Emergenza siccità e blackout sono i prossimi problemi che il governo si accinge ad esaminare. All’ordine del giorno vi sono misure straordinarie anche per far fronte al pericolo di crisi economica, in quanto siccità e caldo minacciano la produzione elettrica, quella agricola e il comparto industriale. Per tale motivo, dopo aver ascoltato bene la Protezione Civile, il ministero dell’Ambiente presenterà una serie di proposte tese soprattutto al risparmio idrico, mentre nella prossima Finanziaria si farà per l’acqua un’operazione analoga a quella fatta recentemente per l’energia, e cioè le privatizzazioni, sotto le mentite spoglie delle liberalizzazioni, verranno spacciater come panacea di tutti i mali. Ricordiamo che in tema di energia si è spinto l’acceleratore sulle privatizzazioni e, quindi, sullo smembramento delle reti.

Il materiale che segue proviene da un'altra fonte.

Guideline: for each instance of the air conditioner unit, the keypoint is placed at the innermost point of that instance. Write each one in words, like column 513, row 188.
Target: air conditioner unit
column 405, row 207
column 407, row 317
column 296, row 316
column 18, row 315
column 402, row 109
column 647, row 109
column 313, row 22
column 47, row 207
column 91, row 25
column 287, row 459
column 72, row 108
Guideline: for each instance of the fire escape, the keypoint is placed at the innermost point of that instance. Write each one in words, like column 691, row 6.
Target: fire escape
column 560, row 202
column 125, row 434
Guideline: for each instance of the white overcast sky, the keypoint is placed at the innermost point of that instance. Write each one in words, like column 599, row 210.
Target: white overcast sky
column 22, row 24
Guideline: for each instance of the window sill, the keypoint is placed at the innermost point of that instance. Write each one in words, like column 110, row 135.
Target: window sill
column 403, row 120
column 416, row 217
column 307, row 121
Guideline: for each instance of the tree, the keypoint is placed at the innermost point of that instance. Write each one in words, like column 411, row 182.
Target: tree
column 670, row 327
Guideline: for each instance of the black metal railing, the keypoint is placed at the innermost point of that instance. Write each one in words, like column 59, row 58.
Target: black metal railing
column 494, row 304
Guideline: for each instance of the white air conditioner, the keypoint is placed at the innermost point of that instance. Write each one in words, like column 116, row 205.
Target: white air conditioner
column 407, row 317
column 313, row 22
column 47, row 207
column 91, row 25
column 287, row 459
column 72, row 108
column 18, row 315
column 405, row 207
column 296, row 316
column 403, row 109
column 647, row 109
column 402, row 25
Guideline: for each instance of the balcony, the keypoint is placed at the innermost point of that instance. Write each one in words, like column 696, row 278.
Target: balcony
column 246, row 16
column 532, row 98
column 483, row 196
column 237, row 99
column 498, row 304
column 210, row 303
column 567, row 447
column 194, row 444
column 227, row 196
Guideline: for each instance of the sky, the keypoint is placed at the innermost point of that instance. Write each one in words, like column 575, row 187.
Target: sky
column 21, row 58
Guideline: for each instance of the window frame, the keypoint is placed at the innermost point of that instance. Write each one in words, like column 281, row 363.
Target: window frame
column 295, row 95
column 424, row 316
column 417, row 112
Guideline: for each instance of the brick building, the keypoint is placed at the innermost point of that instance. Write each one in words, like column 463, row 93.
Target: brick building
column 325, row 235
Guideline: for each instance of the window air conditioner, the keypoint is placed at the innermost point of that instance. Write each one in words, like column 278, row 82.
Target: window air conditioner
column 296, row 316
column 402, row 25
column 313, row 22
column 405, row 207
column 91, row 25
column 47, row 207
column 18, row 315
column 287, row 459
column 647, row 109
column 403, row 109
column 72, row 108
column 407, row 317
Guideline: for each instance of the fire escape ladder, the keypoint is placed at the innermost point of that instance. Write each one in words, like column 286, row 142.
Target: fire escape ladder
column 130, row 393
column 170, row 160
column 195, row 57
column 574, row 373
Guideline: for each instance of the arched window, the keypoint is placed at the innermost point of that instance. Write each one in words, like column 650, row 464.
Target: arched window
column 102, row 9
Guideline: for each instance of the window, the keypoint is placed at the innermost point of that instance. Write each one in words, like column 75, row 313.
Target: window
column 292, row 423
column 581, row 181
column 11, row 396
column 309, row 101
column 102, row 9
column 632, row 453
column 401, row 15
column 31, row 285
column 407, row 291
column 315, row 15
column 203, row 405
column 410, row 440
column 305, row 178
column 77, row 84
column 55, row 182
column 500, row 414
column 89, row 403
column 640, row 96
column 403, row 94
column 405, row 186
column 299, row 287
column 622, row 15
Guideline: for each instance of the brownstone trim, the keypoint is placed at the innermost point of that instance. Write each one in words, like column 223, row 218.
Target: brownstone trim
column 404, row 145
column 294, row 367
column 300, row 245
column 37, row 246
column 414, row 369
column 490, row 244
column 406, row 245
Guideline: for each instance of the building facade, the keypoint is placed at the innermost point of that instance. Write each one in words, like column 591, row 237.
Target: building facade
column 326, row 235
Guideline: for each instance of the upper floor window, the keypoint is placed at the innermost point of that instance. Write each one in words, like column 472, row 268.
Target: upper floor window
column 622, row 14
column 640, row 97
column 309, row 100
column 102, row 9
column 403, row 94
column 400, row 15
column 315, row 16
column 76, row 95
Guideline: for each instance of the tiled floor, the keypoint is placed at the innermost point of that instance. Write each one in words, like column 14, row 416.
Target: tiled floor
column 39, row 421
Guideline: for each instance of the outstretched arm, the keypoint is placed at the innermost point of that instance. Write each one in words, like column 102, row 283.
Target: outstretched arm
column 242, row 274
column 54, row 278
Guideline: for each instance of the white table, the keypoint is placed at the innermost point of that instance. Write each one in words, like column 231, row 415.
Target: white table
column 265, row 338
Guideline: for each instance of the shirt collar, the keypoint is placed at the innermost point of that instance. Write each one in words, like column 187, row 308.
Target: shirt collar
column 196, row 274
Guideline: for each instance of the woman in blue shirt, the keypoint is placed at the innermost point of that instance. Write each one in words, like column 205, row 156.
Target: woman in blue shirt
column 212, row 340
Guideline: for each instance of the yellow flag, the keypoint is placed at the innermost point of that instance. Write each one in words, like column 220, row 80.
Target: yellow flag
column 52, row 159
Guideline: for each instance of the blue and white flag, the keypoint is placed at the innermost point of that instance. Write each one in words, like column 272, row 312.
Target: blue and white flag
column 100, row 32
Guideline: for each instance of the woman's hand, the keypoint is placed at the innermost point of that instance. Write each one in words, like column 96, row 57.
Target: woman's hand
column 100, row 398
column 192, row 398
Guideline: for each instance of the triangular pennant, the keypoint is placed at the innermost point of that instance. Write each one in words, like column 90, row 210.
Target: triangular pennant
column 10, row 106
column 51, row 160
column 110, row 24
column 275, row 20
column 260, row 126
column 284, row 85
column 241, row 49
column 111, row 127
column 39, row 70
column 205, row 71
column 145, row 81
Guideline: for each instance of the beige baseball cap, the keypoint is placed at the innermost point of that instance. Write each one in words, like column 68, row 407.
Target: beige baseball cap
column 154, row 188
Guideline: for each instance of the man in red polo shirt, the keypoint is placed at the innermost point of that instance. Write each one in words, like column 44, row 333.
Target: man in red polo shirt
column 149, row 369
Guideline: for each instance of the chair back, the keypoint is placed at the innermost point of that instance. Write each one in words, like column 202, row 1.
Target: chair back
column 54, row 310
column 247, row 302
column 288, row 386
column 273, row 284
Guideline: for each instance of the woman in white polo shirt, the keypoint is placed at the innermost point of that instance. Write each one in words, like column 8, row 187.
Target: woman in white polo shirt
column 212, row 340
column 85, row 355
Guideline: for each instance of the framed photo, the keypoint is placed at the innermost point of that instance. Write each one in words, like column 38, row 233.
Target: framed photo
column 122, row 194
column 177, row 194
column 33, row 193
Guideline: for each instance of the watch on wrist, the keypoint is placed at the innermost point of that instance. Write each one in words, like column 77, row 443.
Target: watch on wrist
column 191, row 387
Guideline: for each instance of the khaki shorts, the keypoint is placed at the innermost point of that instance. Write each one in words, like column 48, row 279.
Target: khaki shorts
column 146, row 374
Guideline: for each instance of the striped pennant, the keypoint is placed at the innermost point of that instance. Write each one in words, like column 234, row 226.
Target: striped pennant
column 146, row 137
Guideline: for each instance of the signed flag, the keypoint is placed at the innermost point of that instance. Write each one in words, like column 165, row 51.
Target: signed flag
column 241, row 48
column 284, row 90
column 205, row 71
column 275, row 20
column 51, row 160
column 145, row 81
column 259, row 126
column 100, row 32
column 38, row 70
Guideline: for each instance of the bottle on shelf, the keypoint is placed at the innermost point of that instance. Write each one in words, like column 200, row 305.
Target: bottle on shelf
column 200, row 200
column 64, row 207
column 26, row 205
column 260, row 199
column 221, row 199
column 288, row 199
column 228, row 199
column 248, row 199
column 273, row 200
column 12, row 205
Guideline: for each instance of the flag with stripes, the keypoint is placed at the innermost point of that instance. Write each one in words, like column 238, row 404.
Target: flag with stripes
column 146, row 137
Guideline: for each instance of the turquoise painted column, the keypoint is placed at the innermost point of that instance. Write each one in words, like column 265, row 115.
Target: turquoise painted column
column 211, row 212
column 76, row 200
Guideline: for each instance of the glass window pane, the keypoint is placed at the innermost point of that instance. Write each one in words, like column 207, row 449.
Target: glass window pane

Allo stesso modo ora viene presentato come obiettivi indispensabili sia la messa in sicurezza che la ristrutturazione degli acquedotti. In altre parole si prepara una deregolamentazione che darà la possibilità alle amministrazioni che hanno già creato delle multiutilities di dismettere completamente la gestione degli acquedotti, e privatizzare così l’acqua. È una decisione preparata già da tempo, quando erano in discussione la liberalizzazione dell’energia e il riordino delle Authority, ma che aveva incontrato delle ovvie difficoltà a causa del disaccordo dell’opinione pubblica e delle stesse autorità locali. Quale migliore occasione per riproporla ora che si preannuncia l'emergenza idrica con la secca del Po? Grazie anche al rapporto di Legambiente sugli sprechi e il furto dell’acqua, questa scelta verrà offerta ai cittadini come unico e fondamentale rimedio per non rimanere senza acqua. È da precisare che stavolta la crisi idrica non interessa l’intero Paese ma praticamente soltanto le regioni settentrionali, per cui l’ovvia conclusione del nostro governo di privatizzare gli acquedotti risulta come minimo strampalata. I cambiamenti climatici in atto hanno senz’altro compromesso l’economia idrica italiana, ma appare abbastanza strano che si lanci l’allarme per l’emergenza idrica, e quindi per una grave crisi economica, a causa della secca del Po mentre il sud d’Italia è praticamente in emergenza idrica continua, con la conseguente totale devastazione dell’agricoltura e degli allevamenti. Centinaia di piccole imprese sono già fallite e la risposta delle istituzioni è stata quella di privatizzare l’Acquedotto Pugliese, che è il più grande acquedotto del mondo.
Un circolo vizioso che interessa quei grandi oligopolio privati sponsorizzati dalle istituzioni europee e portati avanti, con solerzia, dall’attuale governo di centrosinistra, campione di neoliberismo.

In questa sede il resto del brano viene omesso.